Premier League will fight against halting fixtures... as they may not start again for a long time
General view of Old Trafford. Photo: Jason Cairnduff/Reuters
Premier League chiefs are resisting pressure from several clubs to call a halt to the fixture list, as they fear it may take several weeks and possibly longer to get matches back underway.
Officials making the key decision for the Premier League have stated their intention to "continue its current fixture schedule where safely possible" despite announcing that Saturday's game between Manchester United and Brighton is the latest to be postponed due to coronavirus concerns.
The number of postponed weekend matches across England’s top four divisions reached double figures by 3pm on Thursday, with the EFL announcing stricter Covid protocols including increased testing.
United are understood to have had only nine players available because of Covid and other injuries for Tuesday’s game against Brentford, which was called off late on Monday night, and just seven for the Saturday lunchtime match against Brighton at Old Trafford.
Brentford manager Thomas Frank called for all of the weekend’s top-flight matches to be postponed, with the highly-transmissible Omicron variant wreaking havoc with the schedule, but the league is currently intending to play as many games as possible.
"It is with regret that this is the fourth Premier League fixture to have been postponed in the past week," read a Premier League statement.
"While recognising a number of clubs are experiencing Covid-19 outbreaks, it is the league’s intention to continue its current fixture schedule where safely possible. The health and wellbeing of all concerned remains our priority."
The calls for a suspension to the Premier League programme look certain to grow, with UK medical experts predicting the case numbers for the new Omicron strain of Covid-19 will "break records on a daily basis" for several weeks to come.
They are terrifyingly predicting there will be a staggering 600,000 daily confirmed new cases of the Omicron variant by the middle of January, with a further 88,376 cases recorded in the UK on Thursday.
That is new record for Covid cases since the start of the pandemic, with Government adviser Chris Whitty suggesting case numbers will top 100,000-per-day imminently, while they are also making gloomy forecasts of hospitalisation numbers of in excess of 5000 people per-day.
Tottenham have had a number of games postponed because of Covid-19. (Adam Davy/PA)
The big issue impacting football is not illness caused by the Omicron variant, but the limited number of footballers who have been vaccinated against Covid-19 in England.
According to last month's data with Football League clubs, 75 per cent of players had been either fully vaccinated, had a single jab or intend to be vaccinated. The total of double-vaccinated players was 59 per cent, with 16 per cent set to get the jab and 25 per cent of players not currently intending to get a vaccine.
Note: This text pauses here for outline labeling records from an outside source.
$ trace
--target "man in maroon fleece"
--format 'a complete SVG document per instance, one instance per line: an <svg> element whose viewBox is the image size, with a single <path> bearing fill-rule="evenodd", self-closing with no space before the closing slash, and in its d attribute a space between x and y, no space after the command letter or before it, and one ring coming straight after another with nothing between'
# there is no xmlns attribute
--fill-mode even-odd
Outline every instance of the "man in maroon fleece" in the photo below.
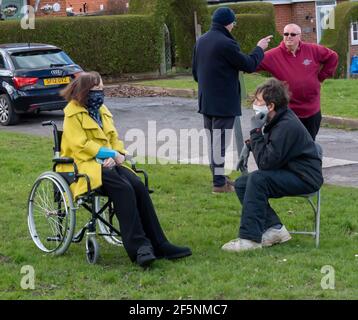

Any player who has not been vaccinated has to isolate if they come into close contact with a Covid case and with Omicron ripping through Premier League clubs, the combination of confirmed cases and isolating players may soon bring down the curtain on the game in England.
The concern for football officials will be that if they sanction a suspension of fixtures of the hectic and lucrative Christmas period, when will games resume?
If medical chiefs are right and England will be recording daily case numbers in the hundreds of thousands by January, a full lockdown will almost certainly be in place and the Premier League will be faced with the prospect of extending the season into June or even July.
Mandatory vaccines for footballers may now be an issue that is debated, while matches may also be moved behind closed doors once again, with Chris Whitty suggesting further restrictions may be inevitable at an appearance before MP's on Thursday.
Now the clock is ticking on what happens next in the Premier League, with a break in fixtures looking more likely than ever.